11 setembro 2020

(Ainda) do regresso a casa

 Revi um destes dias, por puro acaso, a última meia hora do filme O Império do Sol (Steven Spielberg, 1987). Cito um pouco da Wikipédia: 

O filme relata a história de um garoto inglês de onze anos de idade, que vive na cidade chinesa de Xangai com a sua família na aparente segurança do bairro diplomático. Com a invasão da China pelo Japão, em plena Segunda Guerra Mundial, no meio da confusão da multidão em fuga ele separa-se dos pais e acaba por ir parar a um campo de concentração japonês onde, para sobreviver, se vê obrigado a desenvolver uma série de artimanhas que vão das transações num improvisado mercado negro de alimentos e objectos pessoais à mediação de conflitos com os soldados japoneses. 

(...) A derrota do Japão aproxima-se, o campo é evacuado e os prisioneiros levados para Norte onde se pensa existirem alimentos. No caminho a mulher que protegeu o rapaz morre no momento em que se avista o clarão das explosões de Hiroshima e Nagasaki. No final o rapaz é encontrado pelos pais num orfanato para crianças ocidentais.


A ideia de regresso a casa fascina-me; não falo apenas do regresso dos emigrados, dos embarcados, dos que vão em serviço militar. Falo do tema que me interessa mais: o conceito de casa enquanto espaço (não forçosamente físico) de segurança, conforto e afecto. O conceito, portanto, do regresso a uma certa segurança. 

Já aqui falei sobre este tema: Ernest Henry Shackleton liderou três expedições britânicas à Antárctida no início do séc. XX. Numa delas, o Endurance ficou preso no gelo e a tripulação teve de procurar a salvação por terra. Numa dada altura, já no Polo Sul, é-lhes dito que têm de livrar-se de tudo o que é supérfluo, e só podem levar consigo o essencial para que a sobrevivência seja possível. Há quem leve receitas de compota de laranja, há quem leve retratos de família, há quem arranque uma página específica da Bíblia. É isto que para eles (também) é essencial - e todos se salvaram, talvez porque também tenham transportado comida, picaretas, agasalhos. Levaram o que era importante para o regresso a casa.

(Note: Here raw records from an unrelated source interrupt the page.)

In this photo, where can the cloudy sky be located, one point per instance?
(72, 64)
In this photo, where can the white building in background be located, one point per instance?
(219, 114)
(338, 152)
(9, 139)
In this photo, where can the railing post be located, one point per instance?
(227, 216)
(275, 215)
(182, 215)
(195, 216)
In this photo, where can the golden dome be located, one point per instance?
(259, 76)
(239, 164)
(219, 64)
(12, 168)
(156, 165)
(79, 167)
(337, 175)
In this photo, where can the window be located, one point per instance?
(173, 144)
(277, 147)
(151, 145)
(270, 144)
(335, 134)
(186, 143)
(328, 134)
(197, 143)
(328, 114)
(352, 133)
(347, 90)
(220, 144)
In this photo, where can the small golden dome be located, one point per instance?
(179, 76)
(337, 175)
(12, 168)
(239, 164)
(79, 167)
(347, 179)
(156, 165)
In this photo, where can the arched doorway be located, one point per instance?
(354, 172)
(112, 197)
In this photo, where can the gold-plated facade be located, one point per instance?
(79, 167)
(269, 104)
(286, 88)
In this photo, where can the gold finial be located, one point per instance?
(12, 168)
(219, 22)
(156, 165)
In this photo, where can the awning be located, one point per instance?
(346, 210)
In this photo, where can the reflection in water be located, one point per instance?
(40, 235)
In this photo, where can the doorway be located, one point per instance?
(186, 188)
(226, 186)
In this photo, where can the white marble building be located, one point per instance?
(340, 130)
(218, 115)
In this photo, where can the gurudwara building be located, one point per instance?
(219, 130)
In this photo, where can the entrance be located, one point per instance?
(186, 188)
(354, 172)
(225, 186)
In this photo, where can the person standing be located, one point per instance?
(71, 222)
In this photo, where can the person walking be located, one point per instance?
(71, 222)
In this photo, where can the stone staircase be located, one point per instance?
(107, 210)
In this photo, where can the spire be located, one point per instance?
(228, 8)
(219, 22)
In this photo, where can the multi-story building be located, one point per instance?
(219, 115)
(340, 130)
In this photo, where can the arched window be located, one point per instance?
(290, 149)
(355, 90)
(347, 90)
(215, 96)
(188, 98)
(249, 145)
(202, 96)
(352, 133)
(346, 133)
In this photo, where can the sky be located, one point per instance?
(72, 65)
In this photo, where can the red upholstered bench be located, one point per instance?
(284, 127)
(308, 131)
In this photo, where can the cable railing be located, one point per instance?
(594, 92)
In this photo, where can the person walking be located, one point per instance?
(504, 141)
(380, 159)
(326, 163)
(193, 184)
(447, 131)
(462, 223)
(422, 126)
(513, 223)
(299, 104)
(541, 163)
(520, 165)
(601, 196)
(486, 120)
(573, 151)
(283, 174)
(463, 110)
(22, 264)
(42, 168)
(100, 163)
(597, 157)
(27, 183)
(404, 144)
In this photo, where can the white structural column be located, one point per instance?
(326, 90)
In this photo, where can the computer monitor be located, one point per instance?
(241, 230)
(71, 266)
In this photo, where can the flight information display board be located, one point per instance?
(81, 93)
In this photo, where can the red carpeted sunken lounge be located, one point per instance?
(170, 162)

Jim, o rapaz de O Império do Sol, chora porque já não se lembra dos pais, que não vê há 3 anos. No orfanato, já no fim do filme, a mãe encontra-o e chama-o pelo nome. Jim passa-lhe uma mão silenciosa pelos cabelos, que desprende, e corre-lhe um dedo lento pelos lábios. Abraça-a e fecha os olhos, húmidos. O batom, ou o cheiro dos cabelos, é a receita de compota de laranja, é aquela folha da Bíblia. Jim regressou a casa, mesmo antes de ter entrado em casa.